Mercury Madness appeared first on the PSP in 2005 as Archer MacLean's Mercury and, while it was interesting and original (if you overlook the fact that the basic principle was clearly purloined from Marble Madness) it was also so difficult that it made our eyeballs explode.

As a result, although Archer MacLeans Mercury Marbellousness was much anticipated, it failed to set the world alight in quite the way you might expect molten metal spilling all over the place might.

This may be because Mercury Madness is named for Mercury (chemical symbol Hg), and Mercury is the only metal that is liquid at standard temperature and pressure - fact fans.

A year later, Ignition Entertainment decided that a slightly tuned-up version, tweaked to make it easier so that more people could play - might sell in greater numbers... this time, it didn't feature Archer's name of the box - no one likes being associated with a stinker.
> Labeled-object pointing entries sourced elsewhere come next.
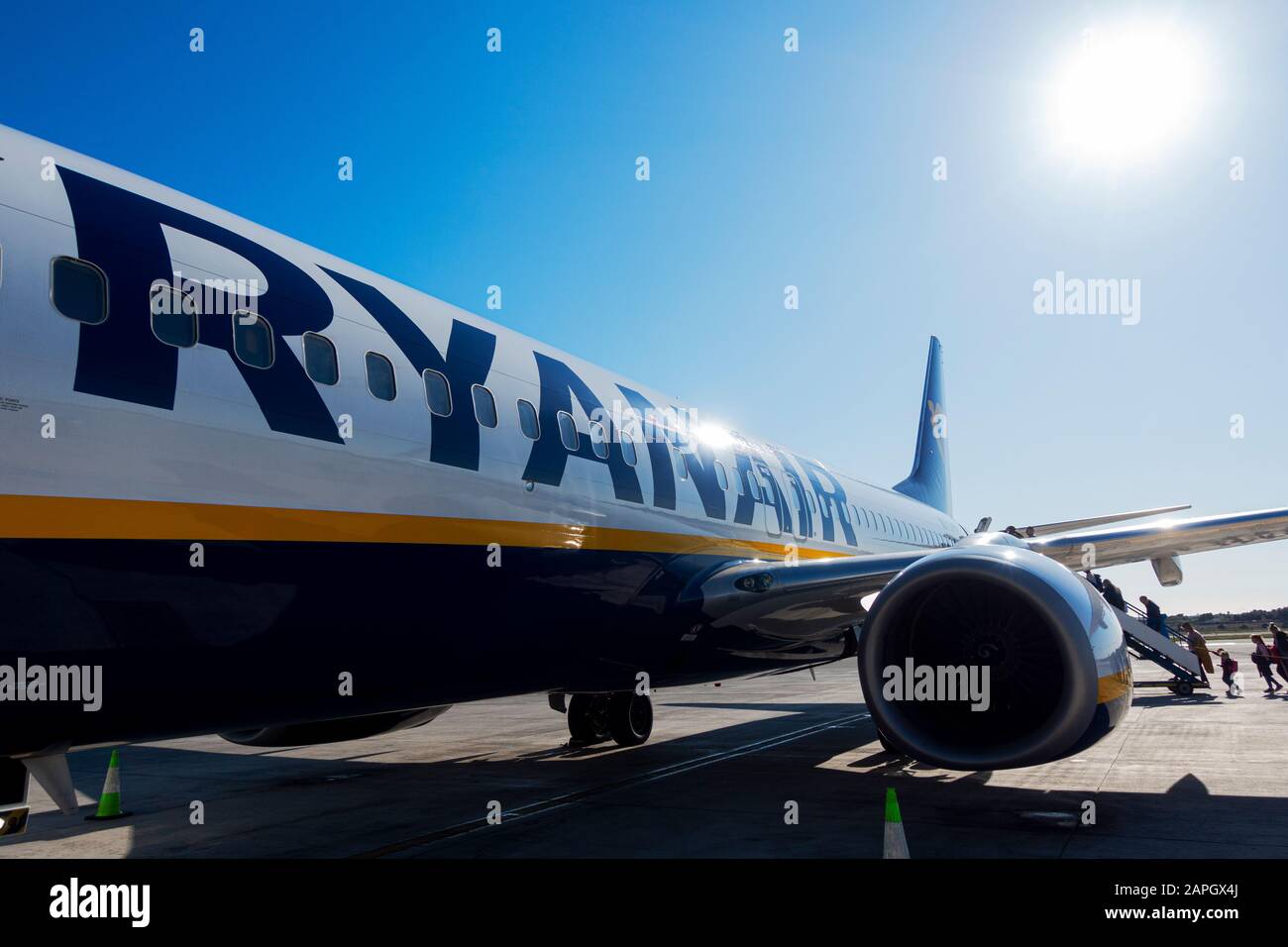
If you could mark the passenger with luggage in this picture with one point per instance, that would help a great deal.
(1231, 674)
(1279, 650)
(1198, 647)
(1262, 660)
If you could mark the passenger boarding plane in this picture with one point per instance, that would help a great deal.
(250, 488)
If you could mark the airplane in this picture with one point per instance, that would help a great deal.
(250, 488)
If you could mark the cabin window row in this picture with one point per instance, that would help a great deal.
(78, 291)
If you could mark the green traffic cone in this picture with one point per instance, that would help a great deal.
(896, 841)
(110, 802)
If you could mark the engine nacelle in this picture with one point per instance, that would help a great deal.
(990, 656)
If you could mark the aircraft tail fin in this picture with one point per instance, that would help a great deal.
(928, 480)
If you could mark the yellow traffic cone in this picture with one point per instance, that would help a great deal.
(110, 802)
(896, 841)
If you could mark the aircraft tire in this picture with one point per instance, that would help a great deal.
(589, 718)
(630, 718)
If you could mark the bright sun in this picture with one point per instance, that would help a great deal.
(1126, 94)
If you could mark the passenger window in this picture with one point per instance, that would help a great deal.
(567, 431)
(528, 421)
(438, 393)
(320, 360)
(253, 339)
(78, 290)
(174, 317)
(597, 441)
(484, 406)
(380, 376)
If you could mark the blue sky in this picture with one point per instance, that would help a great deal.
(768, 169)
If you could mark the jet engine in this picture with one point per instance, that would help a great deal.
(988, 656)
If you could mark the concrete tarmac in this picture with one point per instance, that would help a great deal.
(1201, 776)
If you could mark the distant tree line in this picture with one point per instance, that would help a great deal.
(1257, 616)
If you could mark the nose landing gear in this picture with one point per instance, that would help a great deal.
(625, 716)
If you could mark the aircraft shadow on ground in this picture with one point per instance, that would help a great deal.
(274, 804)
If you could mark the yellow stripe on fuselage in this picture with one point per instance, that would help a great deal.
(86, 518)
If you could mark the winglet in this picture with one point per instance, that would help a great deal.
(928, 480)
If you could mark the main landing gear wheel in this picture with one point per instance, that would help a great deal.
(630, 718)
(589, 718)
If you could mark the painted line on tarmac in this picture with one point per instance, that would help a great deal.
(575, 797)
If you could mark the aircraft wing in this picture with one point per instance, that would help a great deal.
(1166, 538)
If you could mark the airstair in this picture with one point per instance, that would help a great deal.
(1168, 650)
But Mercury Madness Meltdown was not a stinker, and at the time of writing was enjoying its fifth week in the UK PSP top-30.
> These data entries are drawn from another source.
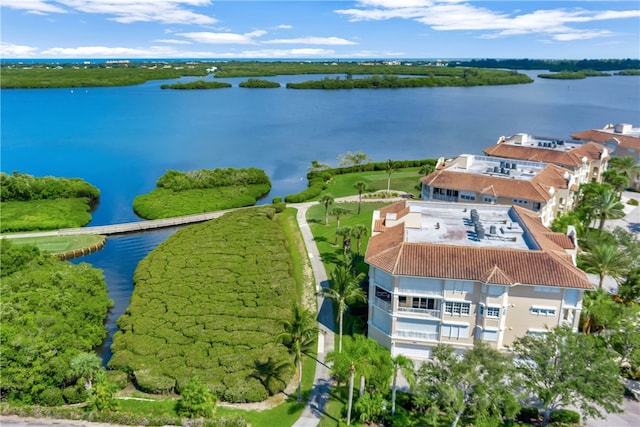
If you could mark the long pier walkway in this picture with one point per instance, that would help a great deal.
(127, 227)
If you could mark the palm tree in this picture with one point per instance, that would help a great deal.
(339, 213)
(85, 366)
(343, 289)
(358, 231)
(390, 167)
(626, 166)
(299, 336)
(607, 206)
(597, 308)
(345, 232)
(361, 186)
(604, 260)
(405, 365)
(326, 200)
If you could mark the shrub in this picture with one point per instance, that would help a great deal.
(51, 396)
(565, 416)
(528, 413)
(197, 400)
(120, 379)
(74, 394)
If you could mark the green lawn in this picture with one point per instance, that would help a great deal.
(48, 214)
(401, 180)
(60, 244)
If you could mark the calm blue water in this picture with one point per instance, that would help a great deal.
(123, 139)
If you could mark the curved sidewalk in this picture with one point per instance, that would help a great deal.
(314, 409)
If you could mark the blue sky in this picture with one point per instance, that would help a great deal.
(384, 29)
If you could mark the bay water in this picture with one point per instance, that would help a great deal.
(122, 139)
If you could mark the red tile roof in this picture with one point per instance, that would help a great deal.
(536, 189)
(626, 141)
(548, 266)
(571, 158)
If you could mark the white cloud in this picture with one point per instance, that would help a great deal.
(38, 7)
(123, 11)
(458, 15)
(223, 38)
(172, 41)
(8, 50)
(335, 41)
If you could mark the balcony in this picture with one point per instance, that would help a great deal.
(444, 198)
(379, 302)
(428, 336)
(424, 311)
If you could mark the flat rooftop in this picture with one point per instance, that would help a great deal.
(496, 167)
(454, 224)
(541, 142)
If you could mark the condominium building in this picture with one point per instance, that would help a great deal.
(454, 273)
(586, 161)
(544, 188)
(622, 139)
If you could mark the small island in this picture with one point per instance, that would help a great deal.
(186, 193)
(198, 84)
(44, 203)
(258, 83)
(574, 75)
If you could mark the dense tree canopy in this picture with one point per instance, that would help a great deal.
(562, 368)
(23, 187)
(52, 311)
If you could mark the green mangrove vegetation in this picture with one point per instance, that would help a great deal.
(259, 83)
(44, 203)
(198, 84)
(209, 303)
(185, 193)
(628, 73)
(444, 77)
(574, 75)
(47, 75)
(52, 311)
(555, 65)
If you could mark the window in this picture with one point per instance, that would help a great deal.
(543, 311)
(493, 312)
(457, 308)
(487, 334)
(455, 331)
(418, 302)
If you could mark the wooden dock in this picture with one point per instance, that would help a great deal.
(127, 227)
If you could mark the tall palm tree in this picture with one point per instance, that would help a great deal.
(326, 200)
(361, 186)
(299, 336)
(343, 289)
(627, 166)
(358, 231)
(607, 206)
(604, 260)
(339, 213)
(402, 364)
(390, 167)
(345, 232)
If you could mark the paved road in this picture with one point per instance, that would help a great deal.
(322, 381)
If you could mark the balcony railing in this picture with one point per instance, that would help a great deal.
(379, 302)
(429, 336)
(444, 198)
(430, 313)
So, now for the first time Mercury Meltdown Madness is coming to PS2, so that you can enjoy the same pleasures you've had on the back of a bus on the comfort of your own couch, and afterwards, you can play a game of Mercury.

The Meltdown bit of the game's name confused me a little, since Mercury is already liquid at room temperature. But I concluded that it's probably meant to indicate that things have gotten so excited (a word scientologists use to describe when molecules of a substance vibrate more rapidly) with all the fun and frivolity of the game that they have caused the latent heat of fusion to be reached.
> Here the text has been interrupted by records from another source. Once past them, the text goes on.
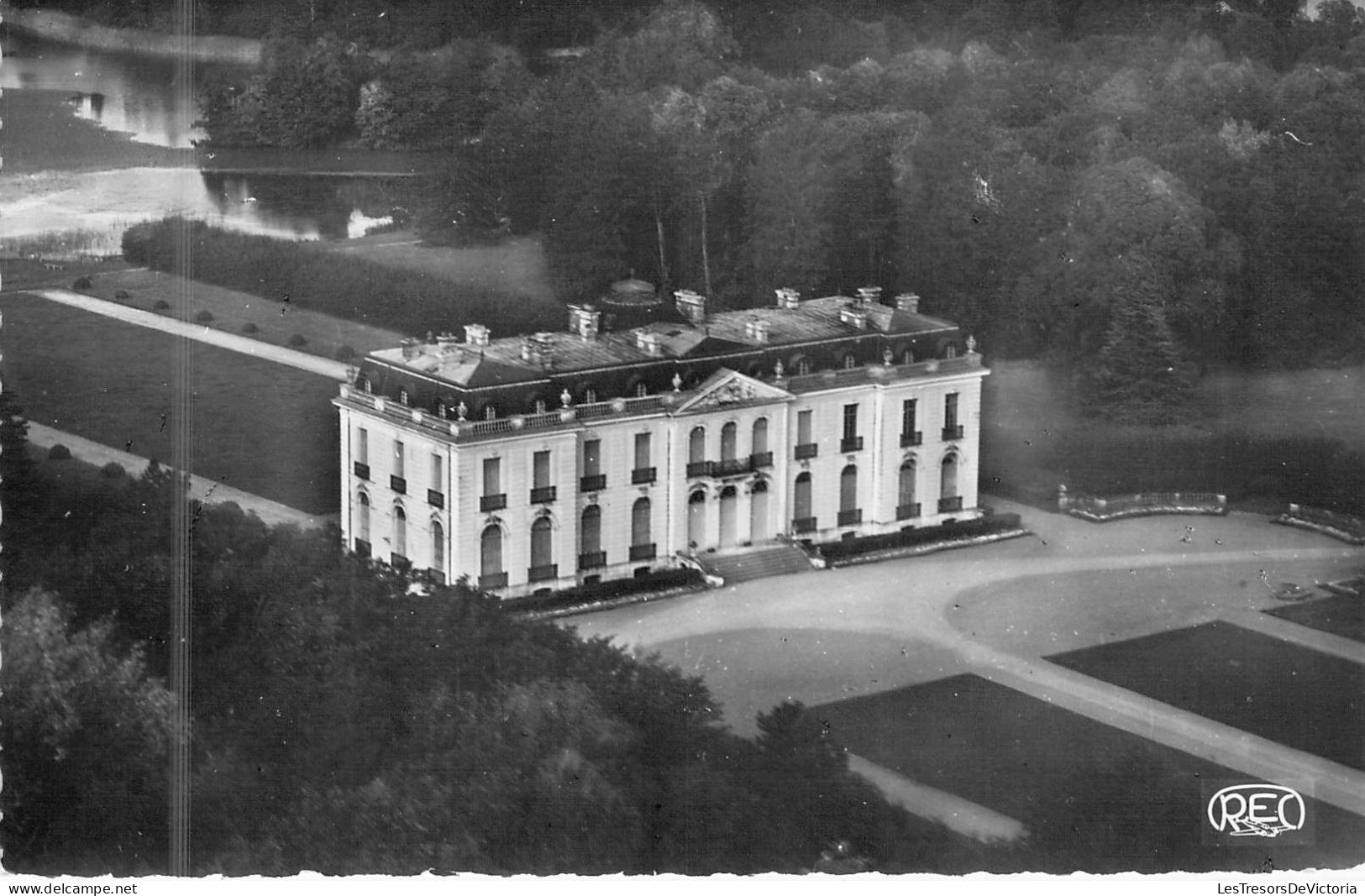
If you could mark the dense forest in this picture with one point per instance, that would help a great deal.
(1136, 190)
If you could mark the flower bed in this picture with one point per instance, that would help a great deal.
(915, 542)
(1338, 526)
(616, 592)
(1148, 504)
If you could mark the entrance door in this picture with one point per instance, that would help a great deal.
(758, 513)
(696, 520)
(729, 509)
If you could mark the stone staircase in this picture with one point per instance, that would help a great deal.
(760, 562)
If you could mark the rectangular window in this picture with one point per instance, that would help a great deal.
(849, 422)
(908, 417)
(541, 469)
(642, 450)
(591, 457)
(491, 476)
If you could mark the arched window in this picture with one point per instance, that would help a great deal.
(400, 532)
(362, 524)
(640, 522)
(760, 437)
(848, 489)
(906, 485)
(491, 551)
(696, 445)
(542, 548)
(437, 548)
(948, 482)
(590, 529)
(801, 500)
(727, 439)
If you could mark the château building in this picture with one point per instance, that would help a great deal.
(556, 458)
This caused SPOnG’s (young, trendy, and cool) Mr Logic-heads to literally explode - because the latent heat of fusion of Mercury is 234.16 degrees Kelvin, or -39 degrees Celsius, which is below room temperature, at least in polite households.

Those of you who recall Marble Madness (and who are lingering here despite my polite request that you exit), may know this intemperate temperature better as -39 degrees centigrade, or (a god forbid) even -38.2 Fahrenheit. Americans may considerer it so as well, but not because of their age, but because of their country's determined efforts to remain out of step with the rest of every other civilised country, and the scientific world, and long may that remain the case.

And Now For The Review
The basic principle that underlies both Mercury and Marble Madness is the same one that also underlies the main game of Super Monkey Ball that no one plays, preferring instead as everyone does to endlessly play the many and varied primate-in-a-sphere themed sub-games.

In Monkey-Mercury-Madness you must guide a thing around a level by tilting the level, to allow gravity to exert its inexorable influence. By using manual dexterity, the player guides his thing round the level to a goal. Typically said level will have aspects of a maze-type affair about it, with fiendishly located obstacles littered hither and thither to make getting from A (the start) to B (the end) something of a challenge. You get the idea. It couldn't be simpler. The idea, that is, couldn't be simpler - the actual games themselves couldn't be more fiendish and frustrating, and addictive and playable.

Now so far, you may have gotten the impression that we think Mercury Music Prize Madness is somewhat derivative of Monkeyball Meltdown - but you'd be wrong. That is merely an editorial device we have used.